[PATCH] D145815: [Flang][Driver] Add support for fopenmp-is-device and fembed-offload-object to Flang ToolChain

Andrew Gozillon via Phabricator via cfe-commits Thu, 16 Mar 2023 17:01:43 -0700

agozillon added inline comments.


================
Comment at: clang/lib/Driver/ToolChains/Flang.cpp:128
+  if (IsHostOffloadingAction) {
+    for (size_t i = 1; i < Inputs.size(); ++i) {
+      if (Inputs[i].getType() != types::TY_Nothing)
----------------
awarzynski wrote:
> jhuber6 wrote:
> > agozillon wrote:
> > > jhuber6 wrote:
> > > > agozillon wrote:
> > > > > awarzynski wrote:
> > > > > > agozillon wrote:
> > > > > > > awarzynski wrote:
> > > > > > > > What's the magic "1"? And given that the input count matters 
> > > > > > > > here - is there a test with multiple inputs?
> > > > > > > It aims to mimic the behavior of Clang: 
> > > > > > > https://github.com/llvm/llvm-project/blob/main/clang/lib/Driver/ToolChains/Clang.cpp#L4561
> > > > > > >  where the main input is skipped (the input currently being 
> > > > > > > compiled or embedded into etc.), when adding to 
> > > > > > > //-fembed-offload-object//. 
> > > > > > > 
> > > > > > > It does look different to Clang's as Clang has more cases and the 
> > > > > > > logic is spread across the constructJob invocation, but the first 
> > > > > > > if case is what the if statement inside of the loop and setting 
> > > > > > > the loop index variable to 1 do. The HostOffloadingInputs array 
> > > > > > > is what is being generated here, except we're skipping and 
> > > > > > > directly applying it as arguments.
> > > > > > > 
> > > > > > > I tried to condense it a little in this case! Perhaps it loses 
> > > > > > > readability though, I had hoped the comment might have kept it 
> > > > > > > clear
> > > > > > Thanks for the link - that code in Clang doesn't really clarify 
> > > > > > what makes `Inputs[0]` special 🤔 . 
> > > > > > 
> > > > > > Let me rephrase my question - what's so special about the first 
> > > > > > input? (referred to in Clang as "main input") Is that something 
> > > > > > specific to OpenMP? For example, in this case:
> > > > > > ```
> > > > > > flang-new  -fopenmp  file.f90
> > > > > > ```
> > > > > > I assume that `inputs[0]` is "file.f90", so nothing will happen?
> > > > > > 
> > > > > > > I tried to condense it a little in this case! Perhaps it loses 
> > > > > > > readability though, I had hoped the comment might have kept it 
> > > > > > > clear
> > > > > > 
> > > > > > Nah, I think that your implementation is fine.
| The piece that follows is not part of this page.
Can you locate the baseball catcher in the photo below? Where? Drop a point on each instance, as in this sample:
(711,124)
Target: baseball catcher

It's my ignorance 
> > > > > > with respect to OpenMP that's the problem here ;-)
> > > > > It's not specific to OpenMP I believe, as far as I am aware Clang's 
> > > > > supported offload models (SYCL and CUDA as well as OpenMP) use it! In 
> > > > > Flang's case we only really care about OpenMP as I believe it's the 
> > > > > only offload programming model supported.
> > > > > 
> > > > > In the case of the command: 
> > > > > 
> > > > > ```
> > > > > flang-new -fopenmp file.f90
> > > > > ``` 
> > > > > The code should never be executed as no part of the command will 
> > > > > enable an offloading action (for device or host)! But yes inputs[0] 
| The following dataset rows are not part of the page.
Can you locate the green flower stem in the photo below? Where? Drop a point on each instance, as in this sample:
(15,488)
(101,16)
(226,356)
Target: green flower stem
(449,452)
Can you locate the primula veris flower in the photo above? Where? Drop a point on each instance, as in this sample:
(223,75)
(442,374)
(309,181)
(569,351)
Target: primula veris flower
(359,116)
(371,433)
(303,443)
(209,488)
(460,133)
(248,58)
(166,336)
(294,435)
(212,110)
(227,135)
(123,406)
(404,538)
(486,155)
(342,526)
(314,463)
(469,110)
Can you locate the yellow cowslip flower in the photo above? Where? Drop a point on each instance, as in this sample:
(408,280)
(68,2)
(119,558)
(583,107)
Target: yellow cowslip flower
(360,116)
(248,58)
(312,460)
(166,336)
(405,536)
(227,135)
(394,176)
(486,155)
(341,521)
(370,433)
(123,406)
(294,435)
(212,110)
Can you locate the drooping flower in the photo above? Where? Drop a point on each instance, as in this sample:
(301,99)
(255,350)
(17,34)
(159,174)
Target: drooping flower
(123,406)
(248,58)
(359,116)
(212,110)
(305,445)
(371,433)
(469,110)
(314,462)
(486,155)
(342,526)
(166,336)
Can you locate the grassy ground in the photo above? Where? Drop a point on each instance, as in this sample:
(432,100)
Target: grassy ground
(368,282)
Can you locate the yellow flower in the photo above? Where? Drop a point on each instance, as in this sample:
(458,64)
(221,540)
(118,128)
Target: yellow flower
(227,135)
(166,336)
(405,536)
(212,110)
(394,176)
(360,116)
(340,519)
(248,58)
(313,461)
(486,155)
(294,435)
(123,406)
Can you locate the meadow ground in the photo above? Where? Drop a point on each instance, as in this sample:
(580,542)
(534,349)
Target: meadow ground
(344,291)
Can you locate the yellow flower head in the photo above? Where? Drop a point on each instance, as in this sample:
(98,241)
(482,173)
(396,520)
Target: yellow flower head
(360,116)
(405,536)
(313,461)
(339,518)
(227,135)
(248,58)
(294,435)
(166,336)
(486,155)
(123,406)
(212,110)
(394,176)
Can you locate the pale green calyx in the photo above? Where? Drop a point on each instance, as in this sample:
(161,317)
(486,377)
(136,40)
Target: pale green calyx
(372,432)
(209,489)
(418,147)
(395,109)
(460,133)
> > > > > would indeed refer to file.f90.
> > > > > 
> > > > > However, this code becomes relevant when you utilise an option that 
> > > > > enables the clangDriver to perform some form of offloading action. 
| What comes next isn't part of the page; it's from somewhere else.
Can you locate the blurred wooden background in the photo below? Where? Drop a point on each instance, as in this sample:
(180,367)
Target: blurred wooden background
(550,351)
> > > > > For example a command like: 
> > > > > 
> > > > > ```
> > > > > flang-new -fopenmp --offload-arch=gfx90a file.f90 
> > > > > ```
> > > > > Will trigger two phase compilation, one for the host device (your 
> > > > > resident CPU in this command) and one for the device (gfx90a in this 
> > > > > command), the regular host pass will invoke like your provided 
> > > > > command and the device pass will then invoke with -fopenmp-is-device 
> > > > > in addition alongside the device triple. This generates two bitcode 
> > > > > files from the one file, one containing the host code from the file, 
> > > > > the other the device code (extracted from OpenMP target regions or 
> > > > > declare target etc.). 
> > > > > 
> > > > > However, now we have two files, with both parts of our program, we 
> > > > > need to conjoin them together, the clangDriver generates an 
> > > > > embeddable fat-binary/binary using the clang-offload-packager and 
> > > > > then invokes flang-new again, and this is where the above code 
> > > > > becomes relevant, as this binary (or multiple binaries, if we target 
> > > > > multiple devices in the same program) is what is passed to 
> > > > > -fembed-offload-object! And inputs[0] in this case would refer to the 
> > > > > output from the original host pass, which is what we want to embed 
> > > > > the device binary into, so we wish to skip this original host output 
> > > > > and only pass the subsequent inputs (which should be device binaries 
> > > > > when the clangDriver initiates a host offloading action) we want to 
> > > > > embed as -fembed-offload-object arguments. 
> > > > > 
> > > > > The offloading driver is quite complex and my knowledge of it is not 
> > > > > perfect as I am not our resident expert on it unfortunately (so if 
> > > > > anyone sees anything incorrect, please do chime in and correct me)! 
> > > > > 
> > > > > But hopefully this answers your question and gives you an idea of 
> > > > > when and how this -fembed-offload-object comes into play, essentially 
> > > > > a way to get the device binaries we wish to insert into the host 
> > > > > binary, so it can load the binaries at runtime and execute them. 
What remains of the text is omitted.